De overname van Cordys in 2013 was een technologiegedreven aankoop en niet zozeer bedoeld om marktaandeel op de business process management (bpm)-markt te winnen. Onder de vlag van Opentext zal het als strategisch cloudplatform internationaal worden ingezet. Bovendien vormt de software de procesorchestrator achter de enterprise information management (eim)-oplossingen van Opentext. Dat zegt Lubor Ptacek, vice president Product Marketing Enterprise & BPM van Opentext.
Lubor Ptacek was een paar weken geleden present op de Opentext-gebruikersdag in het Evoluon in Eindhoven. Hij gaf daar in een interview tekst en uitleg over onder de andere de plannen voor de business process management (bpm)-software van Cordys. Opentext kocht dit tweede softwarebedrijf van Jan Baan in augustus 2013 voor zo’n 33 miljoen dollar.
Wat is de toegevoegde waarde van het Cordys-platform?

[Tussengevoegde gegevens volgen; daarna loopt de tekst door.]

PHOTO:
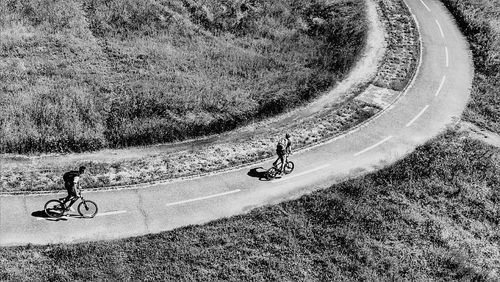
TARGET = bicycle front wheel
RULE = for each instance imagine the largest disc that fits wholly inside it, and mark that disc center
(289, 167)
(54, 208)
(87, 209)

Ptacek: De aankoop van Cordys is vooral gedaan om de technologie; niet zozeer om marktaandeel te winnen. Want internationaal gezien is Cordys nog een kleine bpm-speler. Maar de software kent de meest geavanceerde procesmotor die wij kennen en die ook nog eens van scratch af aan is ontworpen. Bovendien is het een cloudgebaseerde oplossing. Veel van onze klanten willen de stap naar de cloud maken en de Cordys-software kan daarbij als een orchestratielaag fungeren die procesapplicaties in de cloud via webservices aanstuurt. Voor ons is Cordys dan ook een strategisch platform.
Hoe wordt Cordys gepositioneerd binnen het portfolio van Opentext?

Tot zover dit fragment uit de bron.